Best known for its household bleach, The Clorox Co. now wants consumers to think “green.”
In January, the company introduced Green Works, a plant-based line of seven natural cleaning products. It’s the first brand launch in 20 years. Sales for six of the products as of July hit $15.9 million, according to Information Resources Inc.
Experiential events, like the Better Homes & Gardens “Living Green Tour,” which ends next month, are being used to spread the word about Green Works. But all has not gone as planned. A prominent partnership with the Sierra Club has been criticized. Promo spoke with Tiffany Tan Kohler, group manager of promotions for The Clorox. Co.
PROMO: When did Clorox decide to jump on the “green” bandwagon?
Tan Kohler: Clorox has been working on natural formulas for several years now. As we developed that formula, we wanted to set a high bar. This is Clorox’s first line of green cleaning products.
P: What challenges did you encounter in product development?
TK: Consumers told us there were four main barriers to buying natural cleaning products. The first is a high price point. Second, they are in limited distribution. Third, consumers are not familiar with a lot of the brands. The biggest barrier is the perception that natural cleaners don’t work. We addressed all the barriers.
P: How did you do that?
TK: Natural cleaning products can be priced at a 100% premium, whereas Green Works products have a 20% to 25% premium. The fact that this comes from Clorox gives consumers the confidence that the performance will be there.
P: What is the latest addition to the line?
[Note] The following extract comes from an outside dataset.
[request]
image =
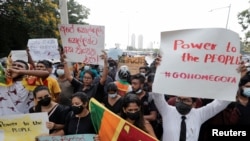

TK: We just announced our Natural Dishwashing Liquid.
P: How are you marketing the products?
TK: We launched a Green Works grassroots tour. We wanted consumers to directly interact with our product so they could actually see it, touch it, smell it and try it for themselves. We wanted to make a personal and emotional connection with the consumer when she’d be open to our messsage. We also have a strong TV and print campaign.
P: Are you handing out any takeaways?
TK: We are giving away a paper flower embedded with wildflower seeds. On the back is information about the Green Works line, and it drives consumers to www.greenworkscleaners.com.
P: What is the strategy behind the marketing plan?
TK: We made a conscious effort to bring the consumer a personalized experience. So there is less of a focus on traditional consumer promotion tactics.
P: How are things going?
TK: Overall, the entire launch has been successful. Since we launched, the [national] natural cleaning category has grown 300%. We have taken up volume estimates multiple times. We are encouraged by the response.
P: Who are you targeting?
TK: Our target is a group of consumers who prefer natural-based products. She isn’t a ‘dark-green consumer.’ She is kind of on a journey to a natural lifestyle. Thirteen percent of consumers fall into this category.
P: Why did Clorox choose the Sierra Club as a partner?
TK: Our brand team wanted to give back to the environment. We wanted to work with the Sierra Club to help us with our objective to take natural cleaning mainstream.
P: How does the group benefit?
TK: It receives proceeds from our Green Works sales for general conservation efforts.
P: Some Sierra Club members resigned over the partnership, which puts the club’s logo on all packaging, saying that Clorox makes products that include toxic chemicals. What’s your response?
TK: It’s not fair for me to comment. The Sierra Club should be the one to address this.
P: What’s coming up next?
TK: We’re going to continue to focus on our core business in terms of innovation and key trends: sustainability, health and wellness, multicultural and convenience.